Second-line therapy comprising standard rituximab plus bendamustine and bortezomib was effective and well-tolerated as a salvage treatment option for patients with relapsed/refractory Waldenström macroglobulinemia (WM), according to research presented by Giulia Benevolo, MD, of the University of Torino in Italy. Compared with historical controls, the combination therapy was associated with increases in progression-free survival (PFS) rate and measurable residual disease (MRD) negativity. These results were presented at the 2021 American Society of Hematology Annual Meeting.
In this single-arm phase II study, researchers hypothesized that the 18-month PFS rate with this regimen would be at least 65%. Patients received intravenous (IV) rituximab 375 mg/m2 on day 1, followed by IV bendamustine 90 mg/m2 on days 1 and 2 and subcutaneous bortezomib 1.3 mg/m2 on days 1, 8, 15, and 22. Treatment lasted six months, with a total of six 28-day treatment cycles.
At baseline (for mutational screening) and at the end of treatment (for MRD analysis), patients’ bone marrow, plasma, and peripheral blood samples were tested for MYD88L265P and CXCR4S338X mutations using droplet digital polymerase chain reaction.
The median age of patients in the study was 66.8 years. Most patients had features of advanced disease, including cytopenia (anemia [71%], thrombocytopenia [20%]), systemic symptoms (40%), and symptomatic splenomegaly (24%). At least one comorbidity was present in 16 patients (42%), including cardiovascular disease (21%) or metabolic disorders (16%) such as diabetes mellitus.

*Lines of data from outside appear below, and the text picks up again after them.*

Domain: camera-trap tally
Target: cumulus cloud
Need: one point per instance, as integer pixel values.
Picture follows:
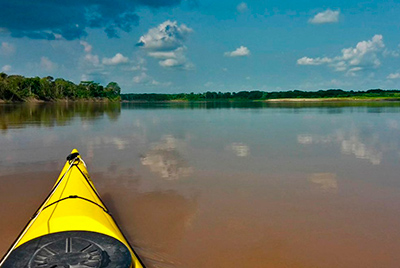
(116, 60)
(7, 49)
(47, 64)
(365, 55)
(145, 79)
(242, 7)
(88, 47)
(166, 43)
(393, 76)
(167, 36)
(50, 19)
(93, 59)
(239, 52)
(327, 16)
(6, 68)
(313, 61)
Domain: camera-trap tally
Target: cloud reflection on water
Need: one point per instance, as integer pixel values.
(240, 149)
(351, 142)
(165, 159)
(326, 182)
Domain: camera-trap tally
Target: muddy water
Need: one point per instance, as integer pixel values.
(220, 185)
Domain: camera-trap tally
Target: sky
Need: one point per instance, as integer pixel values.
(173, 46)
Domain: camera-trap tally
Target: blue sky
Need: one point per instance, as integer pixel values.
(196, 46)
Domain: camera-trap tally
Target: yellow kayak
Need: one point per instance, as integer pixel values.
(72, 228)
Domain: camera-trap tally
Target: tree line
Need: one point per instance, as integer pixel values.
(261, 95)
(20, 88)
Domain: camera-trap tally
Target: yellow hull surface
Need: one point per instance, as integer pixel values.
(72, 228)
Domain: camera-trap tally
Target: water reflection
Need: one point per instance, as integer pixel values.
(165, 159)
(328, 107)
(363, 145)
(326, 182)
(55, 114)
(239, 149)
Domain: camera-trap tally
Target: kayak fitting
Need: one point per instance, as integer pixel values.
(72, 228)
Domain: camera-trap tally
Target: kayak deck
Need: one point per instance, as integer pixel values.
(72, 228)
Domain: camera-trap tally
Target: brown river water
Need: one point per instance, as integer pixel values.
(220, 184)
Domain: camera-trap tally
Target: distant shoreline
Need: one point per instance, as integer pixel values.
(282, 100)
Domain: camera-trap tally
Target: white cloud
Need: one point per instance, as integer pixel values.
(167, 36)
(47, 64)
(87, 46)
(242, 7)
(239, 52)
(393, 76)
(93, 59)
(117, 59)
(365, 55)
(7, 49)
(327, 16)
(166, 43)
(145, 79)
(6, 68)
(313, 61)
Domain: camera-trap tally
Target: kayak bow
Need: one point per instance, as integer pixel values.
(72, 228)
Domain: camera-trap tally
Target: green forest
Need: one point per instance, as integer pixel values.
(14, 88)
(17, 88)
(262, 95)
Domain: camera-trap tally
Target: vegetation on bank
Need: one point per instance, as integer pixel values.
(262, 95)
(14, 88)
(19, 88)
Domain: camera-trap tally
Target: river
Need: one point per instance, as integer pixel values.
(220, 184)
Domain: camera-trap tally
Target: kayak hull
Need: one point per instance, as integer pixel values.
(72, 228)
(71, 249)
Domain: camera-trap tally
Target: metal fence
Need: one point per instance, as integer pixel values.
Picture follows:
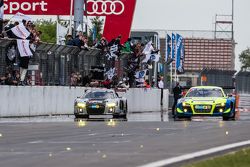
(242, 79)
(216, 77)
(54, 63)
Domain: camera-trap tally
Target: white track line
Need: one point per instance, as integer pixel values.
(195, 154)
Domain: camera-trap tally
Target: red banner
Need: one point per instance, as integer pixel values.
(118, 13)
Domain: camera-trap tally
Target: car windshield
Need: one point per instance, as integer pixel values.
(201, 92)
(99, 95)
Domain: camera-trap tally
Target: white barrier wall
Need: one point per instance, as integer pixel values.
(48, 100)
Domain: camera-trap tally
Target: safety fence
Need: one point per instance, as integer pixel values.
(51, 64)
(239, 80)
(59, 100)
(244, 102)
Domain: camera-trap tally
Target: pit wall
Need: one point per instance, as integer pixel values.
(56, 100)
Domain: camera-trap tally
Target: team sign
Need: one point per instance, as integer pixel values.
(118, 13)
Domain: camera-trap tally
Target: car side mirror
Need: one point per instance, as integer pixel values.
(117, 95)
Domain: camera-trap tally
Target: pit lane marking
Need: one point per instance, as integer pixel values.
(197, 154)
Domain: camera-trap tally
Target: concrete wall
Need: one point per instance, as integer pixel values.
(33, 101)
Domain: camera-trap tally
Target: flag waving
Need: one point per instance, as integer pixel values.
(23, 47)
(173, 46)
(20, 31)
(20, 16)
(168, 58)
(148, 48)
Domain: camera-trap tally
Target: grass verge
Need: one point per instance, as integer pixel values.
(233, 159)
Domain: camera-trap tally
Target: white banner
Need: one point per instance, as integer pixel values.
(152, 57)
(61, 33)
(20, 31)
(19, 17)
(23, 47)
(111, 73)
(140, 74)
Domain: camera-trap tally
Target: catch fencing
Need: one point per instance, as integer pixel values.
(19, 101)
(52, 64)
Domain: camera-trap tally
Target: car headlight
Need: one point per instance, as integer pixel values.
(221, 105)
(184, 104)
(81, 105)
(111, 105)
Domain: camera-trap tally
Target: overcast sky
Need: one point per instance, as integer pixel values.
(194, 15)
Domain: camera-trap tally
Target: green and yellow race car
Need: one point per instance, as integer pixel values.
(206, 101)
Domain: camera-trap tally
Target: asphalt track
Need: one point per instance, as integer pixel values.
(142, 139)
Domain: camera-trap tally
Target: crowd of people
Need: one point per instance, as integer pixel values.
(134, 56)
(14, 75)
(17, 65)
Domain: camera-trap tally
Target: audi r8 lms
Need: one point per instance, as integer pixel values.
(206, 101)
(100, 102)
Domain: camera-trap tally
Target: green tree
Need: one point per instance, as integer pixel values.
(96, 31)
(48, 28)
(245, 58)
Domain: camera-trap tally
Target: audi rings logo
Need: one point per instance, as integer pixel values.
(105, 7)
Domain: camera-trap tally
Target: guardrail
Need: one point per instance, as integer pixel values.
(244, 102)
(59, 100)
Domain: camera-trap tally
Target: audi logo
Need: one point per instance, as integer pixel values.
(105, 7)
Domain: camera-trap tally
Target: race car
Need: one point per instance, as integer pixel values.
(100, 102)
(206, 101)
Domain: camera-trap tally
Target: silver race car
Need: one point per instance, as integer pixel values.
(100, 102)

A total of 30 patients completed treatment. At the end of the six cycles, the overall response rate (ORR) was 82%. According to IWM response criteria, there were four (11%) complete responses, 15 (39%) very good partial responses, and 12 (32%) partial responses. The PFS rates at 18, 24, and 30 months were 84%, 81%, and 79%, respectively. Overall survival (OS) was 92% at 18 months in the entire study population.

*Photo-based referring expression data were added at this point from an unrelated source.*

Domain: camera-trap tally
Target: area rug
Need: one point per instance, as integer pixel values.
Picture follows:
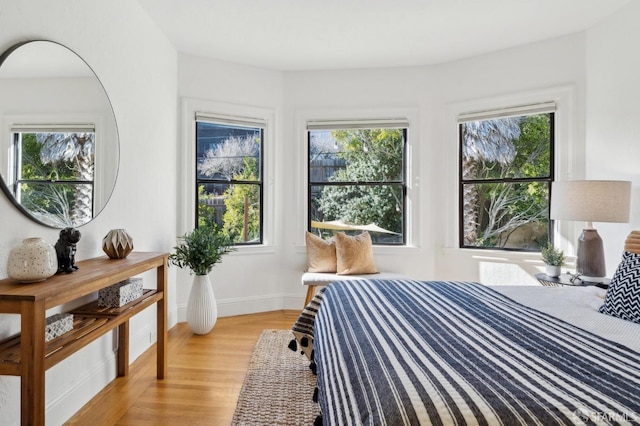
(278, 387)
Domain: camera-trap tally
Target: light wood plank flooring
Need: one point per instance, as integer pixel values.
(203, 382)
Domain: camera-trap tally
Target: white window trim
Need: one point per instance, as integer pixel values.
(303, 117)
(186, 188)
(569, 157)
(100, 193)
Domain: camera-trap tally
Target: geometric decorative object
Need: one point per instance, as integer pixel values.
(202, 310)
(120, 294)
(623, 297)
(591, 201)
(32, 261)
(56, 325)
(117, 244)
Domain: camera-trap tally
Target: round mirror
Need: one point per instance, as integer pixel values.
(59, 148)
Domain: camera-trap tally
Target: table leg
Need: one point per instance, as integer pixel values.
(32, 361)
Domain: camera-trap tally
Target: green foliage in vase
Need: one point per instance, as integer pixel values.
(552, 256)
(201, 249)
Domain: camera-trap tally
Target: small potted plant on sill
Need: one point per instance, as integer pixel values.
(200, 250)
(554, 259)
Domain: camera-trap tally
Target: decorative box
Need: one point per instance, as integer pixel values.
(56, 325)
(121, 293)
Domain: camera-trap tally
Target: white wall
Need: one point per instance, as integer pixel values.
(138, 68)
(613, 139)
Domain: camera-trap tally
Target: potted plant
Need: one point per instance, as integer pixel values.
(200, 250)
(554, 259)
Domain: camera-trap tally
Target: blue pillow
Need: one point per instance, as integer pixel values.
(623, 296)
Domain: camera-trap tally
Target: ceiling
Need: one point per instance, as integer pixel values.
(293, 35)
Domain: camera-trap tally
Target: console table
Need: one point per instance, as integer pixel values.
(28, 356)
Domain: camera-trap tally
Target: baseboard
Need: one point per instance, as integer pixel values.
(251, 305)
(69, 402)
(66, 404)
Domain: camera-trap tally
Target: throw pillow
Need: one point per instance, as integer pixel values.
(355, 254)
(623, 297)
(321, 254)
(632, 243)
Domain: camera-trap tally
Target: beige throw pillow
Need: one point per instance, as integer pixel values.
(355, 254)
(632, 243)
(321, 254)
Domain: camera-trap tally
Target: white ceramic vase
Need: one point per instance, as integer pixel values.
(553, 271)
(32, 261)
(202, 311)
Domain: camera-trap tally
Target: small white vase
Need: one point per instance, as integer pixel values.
(32, 261)
(553, 271)
(202, 311)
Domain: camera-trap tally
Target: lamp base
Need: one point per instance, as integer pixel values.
(590, 265)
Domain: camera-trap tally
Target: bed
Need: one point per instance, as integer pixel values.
(450, 353)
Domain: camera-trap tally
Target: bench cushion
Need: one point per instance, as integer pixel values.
(323, 278)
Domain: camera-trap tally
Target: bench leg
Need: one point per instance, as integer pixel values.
(311, 291)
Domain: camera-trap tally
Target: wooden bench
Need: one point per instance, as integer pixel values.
(317, 279)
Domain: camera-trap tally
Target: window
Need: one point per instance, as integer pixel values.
(53, 172)
(229, 181)
(356, 178)
(506, 169)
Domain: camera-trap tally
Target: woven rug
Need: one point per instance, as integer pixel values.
(278, 387)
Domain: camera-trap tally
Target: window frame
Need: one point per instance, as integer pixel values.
(512, 111)
(187, 170)
(366, 123)
(232, 121)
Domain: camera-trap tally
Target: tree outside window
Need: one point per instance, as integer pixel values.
(229, 179)
(357, 180)
(506, 169)
(54, 176)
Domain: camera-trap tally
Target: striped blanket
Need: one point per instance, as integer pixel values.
(407, 352)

Seven patients discontinued therapy because of toxicity and one because of disease progression. Between 18 and 30 months of follow-up, no deaths were reported. Grade ≥3 hematologic toxicities were observed in half of patients (n=19). Although nervous system disorders related to bortezomib were reported in six patients, these events did not result in discontinuation of treatment, the investigators reported.

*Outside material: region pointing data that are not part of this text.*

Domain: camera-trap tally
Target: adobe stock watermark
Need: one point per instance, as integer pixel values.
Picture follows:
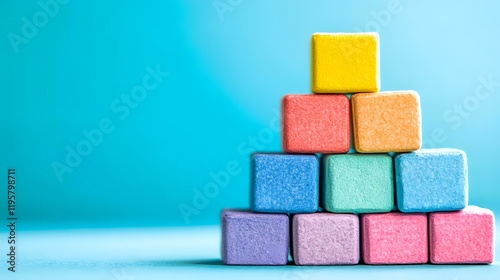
(463, 110)
(222, 178)
(383, 17)
(31, 26)
(122, 275)
(223, 6)
(121, 107)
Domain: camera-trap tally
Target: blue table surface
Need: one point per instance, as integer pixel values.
(181, 253)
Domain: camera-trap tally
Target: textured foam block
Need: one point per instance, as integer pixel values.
(345, 62)
(386, 122)
(356, 183)
(325, 239)
(431, 180)
(465, 236)
(255, 239)
(394, 238)
(316, 124)
(285, 183)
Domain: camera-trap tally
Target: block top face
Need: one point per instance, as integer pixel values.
(345, 62)
(432, 180)
(387, 122)
(394, 238)
(284, 183)
(325, 239)
(254, 239)
(316, 123)
(465, 236)
(358, 183)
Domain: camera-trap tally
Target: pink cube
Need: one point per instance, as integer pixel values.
(466, 236)
(394, 238)
(325, 239)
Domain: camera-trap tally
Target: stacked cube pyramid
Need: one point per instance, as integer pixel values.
(406, 207)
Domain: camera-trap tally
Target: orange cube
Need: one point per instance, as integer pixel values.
(387, 122)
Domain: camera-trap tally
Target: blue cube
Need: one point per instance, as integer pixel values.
(284, 183)
(431, 180)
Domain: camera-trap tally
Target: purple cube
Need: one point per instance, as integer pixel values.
(255, 238)
(325, 239)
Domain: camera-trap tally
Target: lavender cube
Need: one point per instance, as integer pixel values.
(254, 238)
(325, 239)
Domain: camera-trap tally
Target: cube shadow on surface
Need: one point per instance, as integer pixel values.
(394, 238)
(431, 180)
(316, 123)
(325, 239)
(255, 238)
(386, 122)
(463, 237)
(357, 183)
(345, 62)
(284, 183)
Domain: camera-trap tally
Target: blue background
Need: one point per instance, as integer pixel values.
(227, 73)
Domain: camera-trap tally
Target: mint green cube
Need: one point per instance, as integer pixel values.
(358, 183)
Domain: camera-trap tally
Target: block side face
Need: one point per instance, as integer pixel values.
(388, 122)
(429, 182)
(255, 239)
(395, 238)
(327, 184)
(345, 63)
(285, 183)
(462, 238)
(326, 239)
(360, 183)
(316, 124)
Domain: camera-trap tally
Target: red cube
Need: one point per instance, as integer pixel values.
(466, 236)
(316, 124)
(394, 238)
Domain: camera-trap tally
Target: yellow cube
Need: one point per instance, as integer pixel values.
(345, 62)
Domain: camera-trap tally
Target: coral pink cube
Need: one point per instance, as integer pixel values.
(466, 236)
(316, 124)
(394, 238)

All 21 patients for whom mutational data was available scored MYD88L265P in bone marrow, 95% in plasma and 86% in peripheral blood, “prospectively confirming the risk of false negative results when only peripheral blood of rituximab pretreated patients is analyzed,” the authors wrote. CXCR4S338X was detected in one patient at baseline. After treatment, MRD negativity rates were 29% (n = 5/17) in bone marrow, 43% (n = 6/14) in plasma, and 75% (n = 12/1) in peripheral blood.
“Overall, a good concordance was observed between bone marrow and plasma, suggesting the possibility of avoiding bone marrow aspiration for mutational screening and MRD analysis,” the authors wrote.